Fermented Rhubarb & Blood Orange Jam Recipe

For this week's recipe, we've combined two seasonal beauties, Yorkshire's finest forced rhubarb and blood oranges, with the bang on trend practice of fermentation to make a delicious and good for your gut jam. The shocking pink of forced rhubarb and the raspberry sweetness of the blood oranges makes this both a treat for your eyes and your tum.  We love both of these ingredients infinitely for their colour, flavour and their short seasonal availability makes them all the more special. If you've never fermented anything before, this is an easy recipe to get you going. All you need is a bit of raw apple cider vinegar (ACV) with the mother (meaning it contains live bacteria) and good airtight jar. Make sure once the jam is cooked, you  let it cool to room temperature before adding in the ACV, as too much heat will kill the bacteria, which you will need as they will do the fermenting. Be sure to store it in the fridge or a cool place and serve from it using a clean spoon. The jam makes a great probiotic addition to breakfast, snacks and can even be served alongside a savoury dish, much like you would a chutney.

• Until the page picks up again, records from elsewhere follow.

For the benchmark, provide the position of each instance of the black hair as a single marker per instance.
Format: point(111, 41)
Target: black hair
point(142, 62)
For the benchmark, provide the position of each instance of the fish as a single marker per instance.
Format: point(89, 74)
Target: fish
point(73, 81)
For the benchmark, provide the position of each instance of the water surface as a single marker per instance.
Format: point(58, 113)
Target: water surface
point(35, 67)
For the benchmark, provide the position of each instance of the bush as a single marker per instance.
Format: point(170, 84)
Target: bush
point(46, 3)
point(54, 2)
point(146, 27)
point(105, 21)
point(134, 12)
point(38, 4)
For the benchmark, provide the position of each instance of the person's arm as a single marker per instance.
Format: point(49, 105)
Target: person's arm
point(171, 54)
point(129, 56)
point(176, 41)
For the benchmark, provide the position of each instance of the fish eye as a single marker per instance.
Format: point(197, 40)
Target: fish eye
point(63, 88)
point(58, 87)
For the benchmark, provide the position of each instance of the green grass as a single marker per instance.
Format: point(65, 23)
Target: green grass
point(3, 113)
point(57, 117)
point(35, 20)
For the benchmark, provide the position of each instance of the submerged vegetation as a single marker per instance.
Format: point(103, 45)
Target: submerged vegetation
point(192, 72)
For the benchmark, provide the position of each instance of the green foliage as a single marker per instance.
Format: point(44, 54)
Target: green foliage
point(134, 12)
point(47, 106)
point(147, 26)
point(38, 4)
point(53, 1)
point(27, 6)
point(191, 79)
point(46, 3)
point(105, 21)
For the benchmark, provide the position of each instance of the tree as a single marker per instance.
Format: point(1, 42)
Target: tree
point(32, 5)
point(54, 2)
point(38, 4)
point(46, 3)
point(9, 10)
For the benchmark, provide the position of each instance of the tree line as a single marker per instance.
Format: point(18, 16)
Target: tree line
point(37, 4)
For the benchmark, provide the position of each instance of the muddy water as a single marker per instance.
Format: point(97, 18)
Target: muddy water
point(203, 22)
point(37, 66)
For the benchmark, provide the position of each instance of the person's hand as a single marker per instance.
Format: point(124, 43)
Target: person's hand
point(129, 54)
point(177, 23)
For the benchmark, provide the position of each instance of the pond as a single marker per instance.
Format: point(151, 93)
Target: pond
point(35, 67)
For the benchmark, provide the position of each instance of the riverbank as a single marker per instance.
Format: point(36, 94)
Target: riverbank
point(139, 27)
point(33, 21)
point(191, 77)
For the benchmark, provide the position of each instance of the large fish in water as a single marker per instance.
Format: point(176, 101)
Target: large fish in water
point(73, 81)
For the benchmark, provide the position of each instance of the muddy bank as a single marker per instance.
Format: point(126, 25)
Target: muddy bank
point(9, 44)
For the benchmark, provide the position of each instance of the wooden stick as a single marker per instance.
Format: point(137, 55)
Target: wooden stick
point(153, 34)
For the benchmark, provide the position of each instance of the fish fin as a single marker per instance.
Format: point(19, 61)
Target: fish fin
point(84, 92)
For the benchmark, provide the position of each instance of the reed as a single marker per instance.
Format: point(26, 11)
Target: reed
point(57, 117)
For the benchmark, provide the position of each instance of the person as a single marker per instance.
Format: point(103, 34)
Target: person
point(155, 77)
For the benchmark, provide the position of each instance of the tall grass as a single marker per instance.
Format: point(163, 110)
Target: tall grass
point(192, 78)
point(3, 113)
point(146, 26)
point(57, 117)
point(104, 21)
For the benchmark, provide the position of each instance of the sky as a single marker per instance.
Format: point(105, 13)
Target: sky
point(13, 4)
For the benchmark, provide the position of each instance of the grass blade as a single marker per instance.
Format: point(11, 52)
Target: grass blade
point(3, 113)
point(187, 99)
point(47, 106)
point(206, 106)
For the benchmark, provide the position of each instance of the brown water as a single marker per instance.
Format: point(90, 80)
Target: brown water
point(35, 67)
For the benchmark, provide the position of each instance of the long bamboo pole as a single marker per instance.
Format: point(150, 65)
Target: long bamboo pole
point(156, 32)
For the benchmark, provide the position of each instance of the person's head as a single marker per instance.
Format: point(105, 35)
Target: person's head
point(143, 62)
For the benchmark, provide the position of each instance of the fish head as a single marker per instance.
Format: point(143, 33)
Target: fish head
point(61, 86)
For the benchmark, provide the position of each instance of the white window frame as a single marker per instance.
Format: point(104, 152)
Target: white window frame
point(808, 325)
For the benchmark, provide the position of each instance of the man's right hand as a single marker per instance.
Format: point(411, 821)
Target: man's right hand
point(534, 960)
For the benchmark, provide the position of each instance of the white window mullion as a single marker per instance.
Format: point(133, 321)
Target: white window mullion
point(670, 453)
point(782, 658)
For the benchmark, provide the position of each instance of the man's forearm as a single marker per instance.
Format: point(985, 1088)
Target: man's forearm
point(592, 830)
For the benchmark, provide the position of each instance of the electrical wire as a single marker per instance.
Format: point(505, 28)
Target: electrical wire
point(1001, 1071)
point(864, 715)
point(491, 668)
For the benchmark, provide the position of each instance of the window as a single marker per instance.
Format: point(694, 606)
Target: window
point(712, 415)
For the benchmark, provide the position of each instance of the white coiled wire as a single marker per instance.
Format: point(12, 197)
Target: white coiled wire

Total Time: 1 h 15 m I Prep: 15 m I Cook: 1 h I Difficulty: Moderate


Yields 1 x jar jam (approx 400 ml)


  • 350g rhubarb, finely sliced
  • 75g natural sweetener (e.g. agave, maple syrup or honey)
  • 1 bay leaf, torn
  • 1 star anise
  • 2 cardamom pods, seeds only
  • ¼ tsp Himalayan salt
  • Zest and juice of ½  blood orange
  • 1 tsp raw apple cider vinegar (with the mother)

Photo credit: Lesley Lau



  • Combine the rhubarb, sweetener, bay, spices and salt in a small saucepan along with the zest and juice. Cook at a simmer until the rhubarb softens, so that you can lightly squash it an all allow the juices to release.  Remove from the heat and set aside to cool to room temperature.
  • Once cooled, add the vinegar or kombucha  into the mixture and stir well.
  • Transfer to a sterilised jar and seal tightly, allowing the jam to ferment at room temperature for four to five days.
  • Taste the jam with a clean spoon, it should taste slightly sweet, but slightly savoury, with a tart with a subtle vinegary kick.  When it ready, label and date the jam and transfer to the fridge or cold place, where it will keep for up to two months if unopened. Once opened, consume in 12-14 days.